The reason that we are gravitating towards games for this particular domain is that the tasks that we need accomplished are generally very difficult - too difficult to really be able to translate them into HITs for the Mechanical Turk that we could expect people to solve for the amount of money we could pay them (which is very little). Could you reliably tell me which of two genes is more likely to relate to cancer? I certainly couldn't. Tasks like this require either a serious investment of time or a substantial amount of expertise. Believe me, if I could spend $1,000 on the Turk and build a better predictor for cancer prognosis I would do it..

I think that games open up the possibility to get people working on a problem that would never otherwise participate. While I couldn't pay a professor enough to spend a couple hours on my problem - I might be able to build a purposeful game that they played just for fun (or to show how much smarter they were than their other professor friends).
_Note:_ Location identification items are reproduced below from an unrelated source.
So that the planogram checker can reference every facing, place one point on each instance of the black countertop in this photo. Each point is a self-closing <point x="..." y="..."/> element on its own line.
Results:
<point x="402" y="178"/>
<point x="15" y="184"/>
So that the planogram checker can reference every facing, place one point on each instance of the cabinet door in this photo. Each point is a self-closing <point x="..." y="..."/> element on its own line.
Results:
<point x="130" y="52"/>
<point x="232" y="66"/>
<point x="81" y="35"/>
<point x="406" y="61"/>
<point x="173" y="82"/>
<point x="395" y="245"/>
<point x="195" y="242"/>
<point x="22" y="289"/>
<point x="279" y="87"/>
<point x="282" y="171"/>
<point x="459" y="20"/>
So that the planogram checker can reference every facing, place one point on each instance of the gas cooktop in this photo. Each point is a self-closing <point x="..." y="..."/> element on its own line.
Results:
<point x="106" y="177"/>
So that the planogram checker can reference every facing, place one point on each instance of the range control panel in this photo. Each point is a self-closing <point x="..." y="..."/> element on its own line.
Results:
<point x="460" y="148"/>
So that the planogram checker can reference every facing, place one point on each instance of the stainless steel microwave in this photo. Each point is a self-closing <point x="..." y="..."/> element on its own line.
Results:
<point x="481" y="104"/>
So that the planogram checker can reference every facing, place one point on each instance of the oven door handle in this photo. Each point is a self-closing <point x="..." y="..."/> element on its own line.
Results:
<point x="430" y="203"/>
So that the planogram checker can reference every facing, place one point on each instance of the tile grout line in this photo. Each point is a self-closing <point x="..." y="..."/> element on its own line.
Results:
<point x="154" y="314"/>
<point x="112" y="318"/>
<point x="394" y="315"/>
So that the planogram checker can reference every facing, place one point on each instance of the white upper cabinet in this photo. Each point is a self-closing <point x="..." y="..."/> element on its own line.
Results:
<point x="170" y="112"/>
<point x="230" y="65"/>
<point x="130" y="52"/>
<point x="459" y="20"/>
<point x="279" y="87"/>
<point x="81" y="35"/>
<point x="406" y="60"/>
Besides, what could be more fun (in terms of work) for me than building these kinds of games? ;) (BTW you have to read this book if you haven't already: "Reality of Broken")

obiwan said...

Ben,

We have discussed this in person. But, want to go on record that I think this is a very clever idea. Its very interesting about which part of the forest building to hand over to human effort versus what (if any) parts to leave as random. It seems best to leave the random division used for OOB testing untouched. That leaves you with some kind of built in cross-validation. Although depending on downstream steps it may become less reliable as an estimate of future performance. But what about the random choice of m at each node. Should that still be left random? Then the human picks up from there, choosing the best splitter variable and how to use it? That would ensure the wide variety of trees that you want.

Benjamin Good said...

Obi, Its really hard to say but it seems like people might have more to bring to the table in terms of finding good feature combinations (choosing m) than they would at optimizing the split structure of a particular tree based on the larger size of the search space for the former.

But... I'm not sure about that and its certainly vital that we don't end up with a clone forest... Ideally we can design the system to reward contributions of both good, novel feature sets and quality trees. The current 3-axis scoring function for the prototype expert tree builder is an attempt at that push.